The Difficulty of Studying Serotonin Receptors
Serotonin and the serotonergic system of receptors are widespread
in the brain. There are at least 14 different serotonin receptors,
which are differentially expressed throughout the central
nervous system and elsewhere in the body. Because many of
these receptors have only recently been discovered, selective
drugs for studying their function are often unavailable. This
makes them hard to study, and not all of them have been well
characterized.
"There's a lot left to be learned," says Parsons.
Experimental approaches that broadly activate or block the
14 different receptors can only take scientists so far, because
these different receptors are distributed unevenly throughout
the brain and affect various neural circuits differentially.
Serotonin-1B receptors, for instance, affect one subset of
neural circuits, whereas serotonin-6 receptors affect a completely
different subset. Things become complicated quickly since
some circuits under the control of a particular receptor contribute
to the positive or euphoric effects of drugs, while circuits
under the control of another receptor inhibit drug-induced
euphoria, or even produce aversion.
There are also regional differences in the serotinergic
response to a drug. Cocaine and alcohol both increase the
levels of serotonin in the brain, but cocaine does it broadly
and potently across many parts of the brain by blocking the
reuptake of serotonin. Alcohol, on the other hand, produces
much more subtle changes in serotonin in a more regionally
selective manner.
And some receptors may interact selectively with some drugs
and not others. If you block serotonin-6 receptors, for instance,
you greatly increase the reinforcing effects of amphetamines
but not cocaine, even though both drugs are in the same class
of psychostimulant compounds that increase dopamine.
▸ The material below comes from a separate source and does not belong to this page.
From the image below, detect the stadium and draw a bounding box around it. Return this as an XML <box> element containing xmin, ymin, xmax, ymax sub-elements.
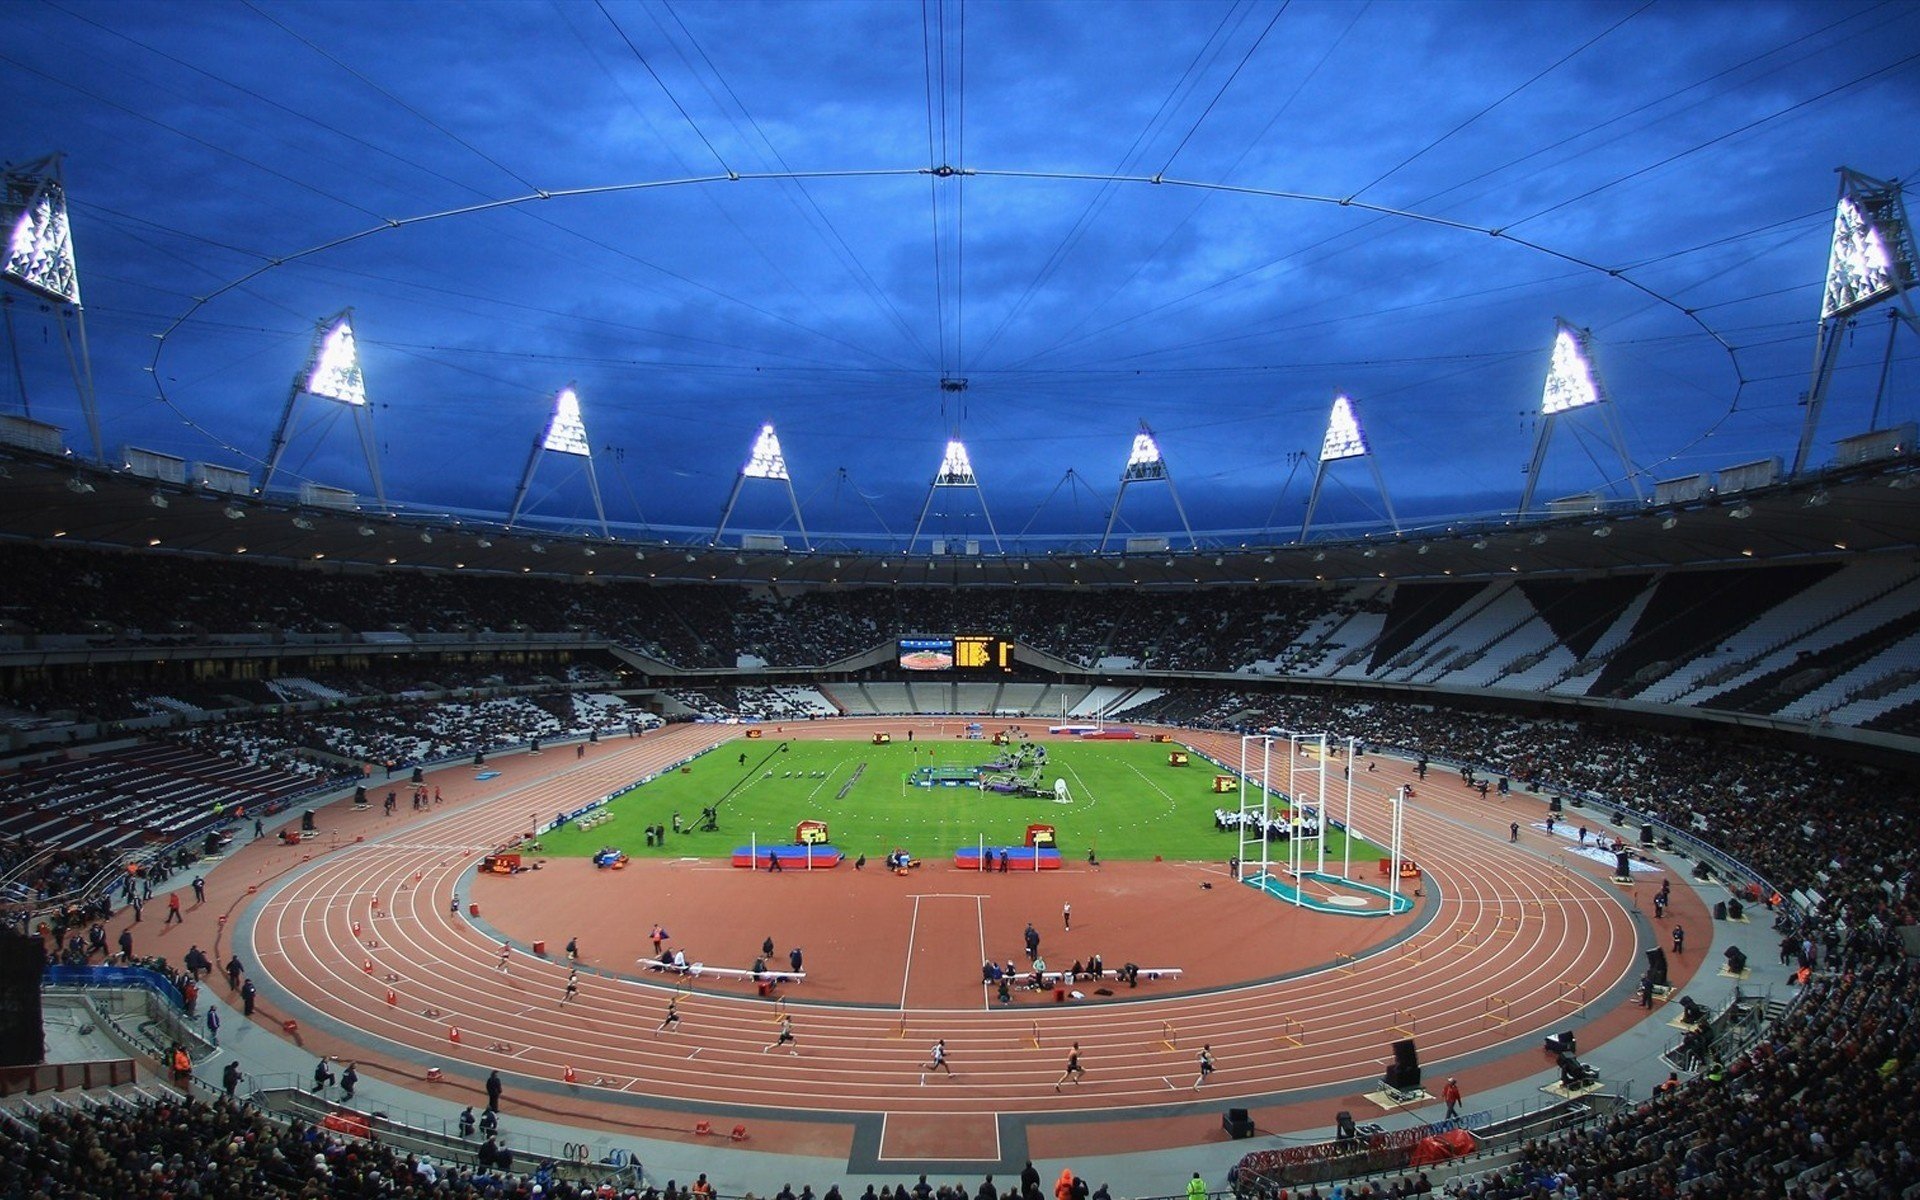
<box><xmin>2</xmin><ymin>4</ymin><xmax>1920</xmax><ymax>1200</ymax></box>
Further complicating the picture are the differences in
how individual serotonin receptors respond to long-term drug
use. Even if you consider a single receptor subtype, like
the serotonin-1B receptor, there may be different responses
in different parts of the brain. For example, during abstinence
from extended cocaine use serotonin1B receptors in the nucleus
accumbens area of the brain are upregulated, while these receptors
are simultaneously downregulated in the ventral tegmental
area.
So, different drugs can cause regionally different serotonergic
responses, and the subsequent activation of different serotonin
receptor subtypes can either enhance or inhibit the pleasurable
effects of that drug. What's more, the balance between these
facilitory and inhibitory mechanisms can be altered by long-term
drug use. If you want to understand the detailed interactions
of serotonin, serotonin receptors, and drugs of abuse, the
picture is extraordinarily complicated.
Nevertheless, Parsons and his colleagues in the Department
of Neuropharmacology are sorting out these questions.